Akut bei: Recherche · Einstellung · Streit
Typische Selbstlüge
„Ich will nur alle Seiten prüfen.“
Was hier wirklich passiert
Wir bevorzugen Informationen, die unsere bestehende Überzeugung stützen, und übergehen, was ihr widerspricht. Selbst dieselbe Evidenz lesen wir parteiisch — Passendes wird betont, Unpassendes weggeklärt. So fühlt sich Recherche wie Prüfung an, ist aber Bestätigung. Die Meinung steht fest, gesucht wird nur noch der Beleg.
So klingt es in deinem Kopf
Du googelst nicht, ob du recht hast. Du googelst, bis du recht hast.
Wie du dich sauber herausredest
Du liebäugelst mit einem Kauf und liest nun Bewertungen — bleibst aber an den positiven hängen, während die kritischen „bestimmt Einzelfälle“ sind. Am Ende fühlst du dich bestätigt, obwohl du nur deine Ausgangsmeinung wiedergefunden hast.
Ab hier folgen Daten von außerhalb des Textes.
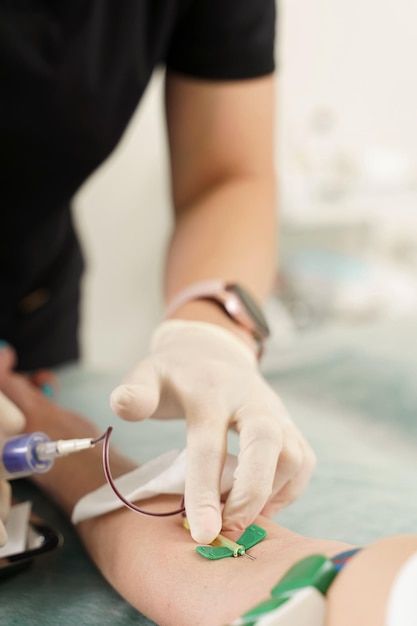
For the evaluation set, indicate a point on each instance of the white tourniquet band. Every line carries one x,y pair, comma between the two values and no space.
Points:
402,601
164,474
Genauso verhärten sich politische Ansichten, weil jeder seine eigene Quellenwelt liest, und Personalurteile, weil wir bei Sympathischen nach Stärken und bei Unsympathischen nach Fehlern suchen.
Woran du ihn erkennst
- Du suchst nach Gründen für deine Meinung, nicht nach Gründen dagegen.
- Widersprechende Quellen kommen dir automatisch unseriös vor.
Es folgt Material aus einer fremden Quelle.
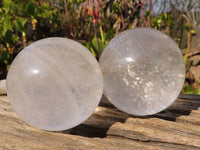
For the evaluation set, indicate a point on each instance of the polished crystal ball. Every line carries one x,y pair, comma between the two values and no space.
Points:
143,71
54,84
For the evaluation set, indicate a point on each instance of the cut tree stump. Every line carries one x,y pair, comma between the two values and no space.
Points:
108,128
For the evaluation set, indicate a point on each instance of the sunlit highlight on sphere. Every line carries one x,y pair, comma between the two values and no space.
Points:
54,84
143,71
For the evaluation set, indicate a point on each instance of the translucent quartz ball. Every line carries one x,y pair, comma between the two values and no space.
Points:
54,84
143,71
- Du erinnerst die Treffer, die dir recht gaben, und vergisst die anderen.
Gefährlich bei
Investments, Beziehungen, Kündigungen, Politik, Produktideen.
Die unbequeme Gegenfrage
Such aktiv nach dem besten Gegenargument, nicht nach der nächsten Bestätigung. Die hilfreiche Frage: Was müsste wahr sein, damit ich falsch liege — und gibt es Hinweise darauf? Wer eine Meinung wirklich prüfen will, liest die stärkste Quelle der Gegenseite, nicht die schwächste. Und wer jemanden überzeugen will, sollte dessen Position so gut wiedergeben können, dass dieser zustimmt. Erst wenn du die Gegenseite fair benennen kannst, prüfst du wirklich — alles davor ist nur das Sammeln von Belegen für das, was ohnehin feststand.